Le Nigeria veut bloquer les appareils non enregistrés sur ses réseaux
vendredi 11 septembre 2026
Le Nigeria veut renforcer le contrôle des équipements capables de se connecter à ses réseaux mobiles. Dans ce cadre, les autorités ont annoncé le déploiement d’un dispositif destiné à identifier les appareils avant leur commercialisation et à empêcher les terminaux non enregistrés de fonctionner sur les réseaux du pays.
La Commission nigériane des communications (NCC) a annoncé, le mercredi 9 septembre, le déploiement d’un système permettant d’identifier les appareils utilisant une carte SIM, notamment les smartphones et les tablettes, avant leur commercialisation. Le dispositif doit également empêcher les terminaux non enregistrés de fonctionner sur les réseaux du pays.
La NCC a fixé au 6 octobre 2026 l’échéance pour l’enregistrement des appareils déjà en stock, après avoir accordé un délai supplémentaire aux fabricants, importateurs et distributeurs. Le dispositif vise notamment les équipements non conformes, importés illégalement ou déclarés volés.

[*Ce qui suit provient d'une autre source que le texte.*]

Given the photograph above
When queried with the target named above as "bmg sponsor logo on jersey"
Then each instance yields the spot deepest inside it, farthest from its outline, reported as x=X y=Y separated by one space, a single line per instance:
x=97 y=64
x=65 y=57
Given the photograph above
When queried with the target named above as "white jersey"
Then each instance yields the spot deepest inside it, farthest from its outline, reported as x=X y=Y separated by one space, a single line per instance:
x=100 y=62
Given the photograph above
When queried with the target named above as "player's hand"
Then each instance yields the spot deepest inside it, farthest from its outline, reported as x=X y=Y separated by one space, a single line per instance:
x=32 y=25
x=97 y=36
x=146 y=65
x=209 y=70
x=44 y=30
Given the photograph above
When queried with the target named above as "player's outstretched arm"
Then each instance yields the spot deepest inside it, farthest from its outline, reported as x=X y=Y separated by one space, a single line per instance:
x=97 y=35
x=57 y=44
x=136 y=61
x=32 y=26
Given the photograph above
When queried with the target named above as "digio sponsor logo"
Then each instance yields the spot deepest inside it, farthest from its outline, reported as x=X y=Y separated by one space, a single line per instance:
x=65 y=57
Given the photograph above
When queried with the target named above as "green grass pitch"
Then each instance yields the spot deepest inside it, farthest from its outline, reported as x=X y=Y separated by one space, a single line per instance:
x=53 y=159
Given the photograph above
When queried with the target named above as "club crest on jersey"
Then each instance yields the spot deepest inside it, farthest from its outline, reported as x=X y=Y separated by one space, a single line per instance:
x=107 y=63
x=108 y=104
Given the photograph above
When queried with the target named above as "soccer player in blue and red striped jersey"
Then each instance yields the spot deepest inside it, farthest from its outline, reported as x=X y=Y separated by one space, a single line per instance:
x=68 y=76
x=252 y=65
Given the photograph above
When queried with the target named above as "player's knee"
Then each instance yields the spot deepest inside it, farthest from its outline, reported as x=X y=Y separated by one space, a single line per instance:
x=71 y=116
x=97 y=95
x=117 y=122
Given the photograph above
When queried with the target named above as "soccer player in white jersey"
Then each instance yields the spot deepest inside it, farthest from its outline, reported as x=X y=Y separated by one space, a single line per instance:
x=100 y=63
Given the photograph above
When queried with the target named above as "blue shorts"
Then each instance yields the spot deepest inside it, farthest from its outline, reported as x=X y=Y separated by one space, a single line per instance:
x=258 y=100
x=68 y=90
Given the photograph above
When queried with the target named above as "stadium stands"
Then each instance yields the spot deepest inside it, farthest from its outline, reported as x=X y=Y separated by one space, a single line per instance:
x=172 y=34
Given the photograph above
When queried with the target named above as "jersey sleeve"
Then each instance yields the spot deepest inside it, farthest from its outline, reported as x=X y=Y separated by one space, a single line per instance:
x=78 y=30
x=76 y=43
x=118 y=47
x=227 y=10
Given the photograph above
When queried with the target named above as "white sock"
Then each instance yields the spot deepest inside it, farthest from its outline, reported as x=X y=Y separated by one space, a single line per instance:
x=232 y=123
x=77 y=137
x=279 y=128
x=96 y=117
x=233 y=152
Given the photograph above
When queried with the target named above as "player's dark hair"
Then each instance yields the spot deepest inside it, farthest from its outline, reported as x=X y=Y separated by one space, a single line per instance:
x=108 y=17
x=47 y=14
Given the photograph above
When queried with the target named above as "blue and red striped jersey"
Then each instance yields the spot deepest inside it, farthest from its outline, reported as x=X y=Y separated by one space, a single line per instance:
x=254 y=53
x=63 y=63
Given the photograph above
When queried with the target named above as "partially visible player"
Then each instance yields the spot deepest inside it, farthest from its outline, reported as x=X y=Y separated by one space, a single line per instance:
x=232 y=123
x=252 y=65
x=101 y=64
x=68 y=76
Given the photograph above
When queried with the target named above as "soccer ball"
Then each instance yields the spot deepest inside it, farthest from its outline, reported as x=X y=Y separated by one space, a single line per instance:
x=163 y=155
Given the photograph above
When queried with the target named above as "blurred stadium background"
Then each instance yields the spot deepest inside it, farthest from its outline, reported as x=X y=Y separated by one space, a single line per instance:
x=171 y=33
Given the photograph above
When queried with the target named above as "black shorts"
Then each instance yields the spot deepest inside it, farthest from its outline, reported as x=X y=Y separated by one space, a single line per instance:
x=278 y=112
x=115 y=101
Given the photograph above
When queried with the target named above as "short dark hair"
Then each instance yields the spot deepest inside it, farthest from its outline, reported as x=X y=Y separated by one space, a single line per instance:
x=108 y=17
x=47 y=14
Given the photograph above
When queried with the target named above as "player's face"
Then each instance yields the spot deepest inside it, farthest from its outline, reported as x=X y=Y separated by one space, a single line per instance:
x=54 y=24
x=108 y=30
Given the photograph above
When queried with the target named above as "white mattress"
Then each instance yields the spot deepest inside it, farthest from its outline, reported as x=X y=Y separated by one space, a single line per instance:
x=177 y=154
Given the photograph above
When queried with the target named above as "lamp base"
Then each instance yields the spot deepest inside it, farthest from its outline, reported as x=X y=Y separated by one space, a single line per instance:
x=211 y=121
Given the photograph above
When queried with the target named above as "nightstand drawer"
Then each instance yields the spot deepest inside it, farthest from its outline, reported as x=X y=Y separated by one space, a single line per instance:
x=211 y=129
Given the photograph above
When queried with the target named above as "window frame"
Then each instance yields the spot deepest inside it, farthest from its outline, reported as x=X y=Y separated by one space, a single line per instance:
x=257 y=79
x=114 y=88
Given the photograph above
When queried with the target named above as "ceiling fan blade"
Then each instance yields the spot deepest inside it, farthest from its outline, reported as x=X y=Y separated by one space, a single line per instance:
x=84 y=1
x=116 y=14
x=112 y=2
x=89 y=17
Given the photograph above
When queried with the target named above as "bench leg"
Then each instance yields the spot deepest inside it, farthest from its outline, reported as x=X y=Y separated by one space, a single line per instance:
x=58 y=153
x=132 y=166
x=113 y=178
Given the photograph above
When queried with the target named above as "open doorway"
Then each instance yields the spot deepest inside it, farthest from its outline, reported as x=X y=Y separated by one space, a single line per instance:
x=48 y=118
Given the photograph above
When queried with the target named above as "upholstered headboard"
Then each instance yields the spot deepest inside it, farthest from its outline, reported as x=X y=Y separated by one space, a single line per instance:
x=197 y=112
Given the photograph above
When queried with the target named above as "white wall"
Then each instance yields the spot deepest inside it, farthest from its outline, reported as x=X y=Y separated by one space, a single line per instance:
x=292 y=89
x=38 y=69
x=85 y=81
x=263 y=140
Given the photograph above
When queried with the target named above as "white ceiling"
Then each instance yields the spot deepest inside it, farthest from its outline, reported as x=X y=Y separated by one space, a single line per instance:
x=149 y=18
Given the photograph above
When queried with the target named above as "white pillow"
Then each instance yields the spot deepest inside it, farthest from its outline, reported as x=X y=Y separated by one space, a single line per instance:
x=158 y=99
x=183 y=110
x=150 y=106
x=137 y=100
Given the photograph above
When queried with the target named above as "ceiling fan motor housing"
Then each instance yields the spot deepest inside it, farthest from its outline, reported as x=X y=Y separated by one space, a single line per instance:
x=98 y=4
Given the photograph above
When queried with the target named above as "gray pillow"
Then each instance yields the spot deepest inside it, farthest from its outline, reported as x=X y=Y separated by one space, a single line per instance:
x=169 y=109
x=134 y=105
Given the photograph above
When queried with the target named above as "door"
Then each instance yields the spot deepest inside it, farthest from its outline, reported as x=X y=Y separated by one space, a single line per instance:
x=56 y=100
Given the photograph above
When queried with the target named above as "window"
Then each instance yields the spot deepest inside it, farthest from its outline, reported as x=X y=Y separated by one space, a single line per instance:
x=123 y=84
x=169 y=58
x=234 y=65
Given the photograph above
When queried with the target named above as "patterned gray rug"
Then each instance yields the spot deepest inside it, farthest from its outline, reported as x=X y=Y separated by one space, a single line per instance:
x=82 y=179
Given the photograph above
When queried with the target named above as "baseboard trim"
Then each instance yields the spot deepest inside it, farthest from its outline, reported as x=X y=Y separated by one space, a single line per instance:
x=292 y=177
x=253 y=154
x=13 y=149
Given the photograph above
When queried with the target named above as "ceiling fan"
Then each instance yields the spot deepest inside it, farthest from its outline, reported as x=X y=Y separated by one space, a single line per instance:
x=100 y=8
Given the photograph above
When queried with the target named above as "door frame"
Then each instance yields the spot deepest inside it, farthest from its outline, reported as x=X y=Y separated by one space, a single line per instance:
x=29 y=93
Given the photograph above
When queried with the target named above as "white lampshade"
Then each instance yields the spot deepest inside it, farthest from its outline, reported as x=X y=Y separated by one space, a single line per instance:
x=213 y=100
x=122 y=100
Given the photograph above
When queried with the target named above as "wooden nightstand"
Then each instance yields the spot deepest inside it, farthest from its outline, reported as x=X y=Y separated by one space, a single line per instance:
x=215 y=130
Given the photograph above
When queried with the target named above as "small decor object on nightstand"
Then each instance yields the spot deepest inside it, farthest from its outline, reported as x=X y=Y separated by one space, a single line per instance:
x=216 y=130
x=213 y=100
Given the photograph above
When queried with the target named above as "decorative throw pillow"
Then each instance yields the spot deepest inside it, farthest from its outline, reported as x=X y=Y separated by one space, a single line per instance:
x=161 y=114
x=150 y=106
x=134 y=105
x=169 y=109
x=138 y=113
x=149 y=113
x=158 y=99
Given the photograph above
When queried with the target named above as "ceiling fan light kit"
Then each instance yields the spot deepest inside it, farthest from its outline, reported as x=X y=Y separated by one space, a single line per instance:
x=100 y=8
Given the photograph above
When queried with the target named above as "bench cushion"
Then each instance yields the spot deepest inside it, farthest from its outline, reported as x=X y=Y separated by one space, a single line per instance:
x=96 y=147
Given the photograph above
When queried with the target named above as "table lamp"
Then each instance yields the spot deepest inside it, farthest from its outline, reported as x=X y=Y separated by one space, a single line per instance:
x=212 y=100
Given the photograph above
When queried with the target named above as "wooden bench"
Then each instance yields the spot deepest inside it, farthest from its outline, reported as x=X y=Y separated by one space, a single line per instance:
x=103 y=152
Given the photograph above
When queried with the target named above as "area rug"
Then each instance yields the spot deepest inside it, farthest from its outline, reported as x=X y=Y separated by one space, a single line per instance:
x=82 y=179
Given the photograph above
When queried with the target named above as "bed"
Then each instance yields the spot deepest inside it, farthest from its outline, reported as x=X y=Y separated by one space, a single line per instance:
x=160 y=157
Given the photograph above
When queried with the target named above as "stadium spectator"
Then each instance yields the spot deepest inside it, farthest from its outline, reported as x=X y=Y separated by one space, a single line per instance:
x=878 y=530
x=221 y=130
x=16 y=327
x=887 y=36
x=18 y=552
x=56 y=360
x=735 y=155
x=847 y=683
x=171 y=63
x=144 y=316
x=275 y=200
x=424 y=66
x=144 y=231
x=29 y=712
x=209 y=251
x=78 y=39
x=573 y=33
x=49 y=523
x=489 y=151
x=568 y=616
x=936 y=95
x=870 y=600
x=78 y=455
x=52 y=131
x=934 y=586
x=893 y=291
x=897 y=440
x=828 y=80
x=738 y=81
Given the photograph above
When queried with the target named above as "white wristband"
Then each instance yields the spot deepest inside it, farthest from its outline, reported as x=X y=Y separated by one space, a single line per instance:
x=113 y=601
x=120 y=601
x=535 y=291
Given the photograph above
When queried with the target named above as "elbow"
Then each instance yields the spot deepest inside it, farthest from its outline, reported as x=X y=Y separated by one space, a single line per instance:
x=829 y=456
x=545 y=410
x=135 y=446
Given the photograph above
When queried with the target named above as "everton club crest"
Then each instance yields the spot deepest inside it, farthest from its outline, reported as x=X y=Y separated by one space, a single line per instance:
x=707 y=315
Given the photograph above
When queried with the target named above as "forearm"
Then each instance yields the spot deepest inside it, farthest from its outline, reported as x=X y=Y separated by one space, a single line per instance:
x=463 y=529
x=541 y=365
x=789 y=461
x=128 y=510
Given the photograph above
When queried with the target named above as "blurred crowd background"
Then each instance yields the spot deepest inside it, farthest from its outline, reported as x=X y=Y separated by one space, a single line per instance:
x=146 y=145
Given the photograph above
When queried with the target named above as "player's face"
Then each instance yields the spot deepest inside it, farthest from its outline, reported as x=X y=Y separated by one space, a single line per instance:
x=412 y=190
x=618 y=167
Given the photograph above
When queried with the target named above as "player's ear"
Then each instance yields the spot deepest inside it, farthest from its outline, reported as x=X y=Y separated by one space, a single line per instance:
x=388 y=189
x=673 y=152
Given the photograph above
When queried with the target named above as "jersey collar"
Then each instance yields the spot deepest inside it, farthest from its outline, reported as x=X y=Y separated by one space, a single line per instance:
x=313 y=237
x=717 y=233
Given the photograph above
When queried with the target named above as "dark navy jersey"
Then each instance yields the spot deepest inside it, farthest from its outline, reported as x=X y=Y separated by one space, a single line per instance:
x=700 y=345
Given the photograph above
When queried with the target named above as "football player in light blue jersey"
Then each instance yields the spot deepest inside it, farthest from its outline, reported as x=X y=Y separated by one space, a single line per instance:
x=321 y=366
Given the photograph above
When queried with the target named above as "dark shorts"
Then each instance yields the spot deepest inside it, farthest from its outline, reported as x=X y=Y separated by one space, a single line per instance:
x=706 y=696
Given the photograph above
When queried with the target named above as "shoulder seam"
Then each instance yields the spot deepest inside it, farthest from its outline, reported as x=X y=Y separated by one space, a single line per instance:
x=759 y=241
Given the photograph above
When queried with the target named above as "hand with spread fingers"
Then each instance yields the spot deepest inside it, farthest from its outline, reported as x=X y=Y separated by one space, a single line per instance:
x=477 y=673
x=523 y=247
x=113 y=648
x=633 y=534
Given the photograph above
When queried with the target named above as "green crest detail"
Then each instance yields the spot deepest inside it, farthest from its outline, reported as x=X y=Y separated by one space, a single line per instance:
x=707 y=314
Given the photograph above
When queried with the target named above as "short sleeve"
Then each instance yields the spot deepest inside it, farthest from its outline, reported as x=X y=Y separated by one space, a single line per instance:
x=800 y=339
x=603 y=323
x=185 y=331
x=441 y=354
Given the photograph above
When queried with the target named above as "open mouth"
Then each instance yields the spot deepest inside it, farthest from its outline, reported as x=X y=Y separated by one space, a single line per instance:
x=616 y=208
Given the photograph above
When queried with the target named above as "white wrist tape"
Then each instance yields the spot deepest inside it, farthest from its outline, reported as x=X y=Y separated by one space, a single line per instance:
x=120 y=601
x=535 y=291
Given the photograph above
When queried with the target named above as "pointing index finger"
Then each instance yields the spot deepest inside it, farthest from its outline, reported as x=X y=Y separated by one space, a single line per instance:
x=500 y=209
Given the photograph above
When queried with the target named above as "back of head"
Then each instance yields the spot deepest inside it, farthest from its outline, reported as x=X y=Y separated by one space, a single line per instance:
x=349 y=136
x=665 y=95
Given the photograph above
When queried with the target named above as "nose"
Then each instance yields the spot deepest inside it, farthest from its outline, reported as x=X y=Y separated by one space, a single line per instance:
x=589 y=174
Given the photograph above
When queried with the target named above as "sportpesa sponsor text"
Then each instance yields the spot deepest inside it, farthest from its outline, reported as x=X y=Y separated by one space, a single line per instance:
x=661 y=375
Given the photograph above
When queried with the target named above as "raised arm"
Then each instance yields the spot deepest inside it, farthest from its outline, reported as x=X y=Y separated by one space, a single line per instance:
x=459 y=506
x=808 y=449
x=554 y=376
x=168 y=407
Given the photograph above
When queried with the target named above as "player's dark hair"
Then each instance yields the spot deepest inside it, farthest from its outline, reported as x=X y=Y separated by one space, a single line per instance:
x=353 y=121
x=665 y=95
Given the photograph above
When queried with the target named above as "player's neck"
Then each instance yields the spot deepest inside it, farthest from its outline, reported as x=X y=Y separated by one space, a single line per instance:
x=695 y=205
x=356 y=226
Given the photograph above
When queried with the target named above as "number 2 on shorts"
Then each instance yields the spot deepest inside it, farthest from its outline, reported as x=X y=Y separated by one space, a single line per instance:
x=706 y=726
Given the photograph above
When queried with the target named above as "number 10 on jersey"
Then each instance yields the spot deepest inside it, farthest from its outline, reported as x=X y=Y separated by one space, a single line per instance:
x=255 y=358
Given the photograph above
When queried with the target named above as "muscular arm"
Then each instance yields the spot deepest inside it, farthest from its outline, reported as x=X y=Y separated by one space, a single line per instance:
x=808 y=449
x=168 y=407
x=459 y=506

La mesure repose sur un système de gestion des appareils mobiles (DMS), adossé à un Central Equipment Identity Register (CEIR). Ce registre centralise les numéros IMEI des équipements mobiles. La NCC précise que les appareils importés devront être enregistrés avant leur vente et que ceux qui ne le seront pas ne pourront pas fonctionner sur les réseaux nigérians.
Le dispositif doit également permettre de lutter contre le marché parallèle. La première phase prévoit l’enregistrement des appareils déjà présents dans les stocks, ainsi que l’enregistrement et l’authentification des nouveaux équipements importés. La NCC travaille à cette fin avec les douanes nigérianes, les fabricants, les importateurs et les associations professionnelles. Les équipements déclarés volés pourront par ailleurs être bloqués sur les réseaux mobiles nationaux.
Cette évolution s’inscrit dans un chantier engagé en 2024. Les règles commerciales d’homologation publiées cette année-là ont fourni le cadre réglementaire pour la création du CEIR. La NCC a ensuite conduit des consultations et des études de marché avant le déploiement du système.
Un marché de l’occasion à mieux contrôler
L’enjeu est particulièrement important dans un pays où le marché des appareils d’occasion est développé. Selon la GSMA, 18 % des personnes interrogées au Nigeria avaient acheté leur téléphone actuel d’occasion en 2024, l’un des taux les plus élevés relevés dans son enquête. Ces appareils sont notamment commercialisés sur des marchés informels, comme Computer Village à Lagos, ainsi que dans plusieurs villes telles que Kano, Aba et Port Harcourt. La GSMA relève dans ce circuit des préoccupations liées aux contrefaçons, aux défauts cachés et à la modification logicielle de certains appareils.
Le Nigeria n’est pas le premier pays africain à utiliser l’IMEI comme outil de contrôle du parc d’équipements. En Tanzanie, la législation prévoit depuis plusieurs années un CEIR comprenant notamment une liste blanche, une liste noire et une liste grise. Les opérateurs doivent transmettre au registre les informations associant le numéro d’abonné et l’IMEI, tandis que les téléphones déclarés perdus ou volés peuvent être placés sur liste noire.
Le Ghana a également engagé une démarche similaire. Son régulateur prévoit d’utiliser un CEIR pour bloquer les téléphones volés, détecter les appareils contrefaits ou introduits illégalement et identifier les équipements associés à des activités frauduleuses. Le dispositif doit être intégré au nouveau système d’enregistrement des cartes SIM.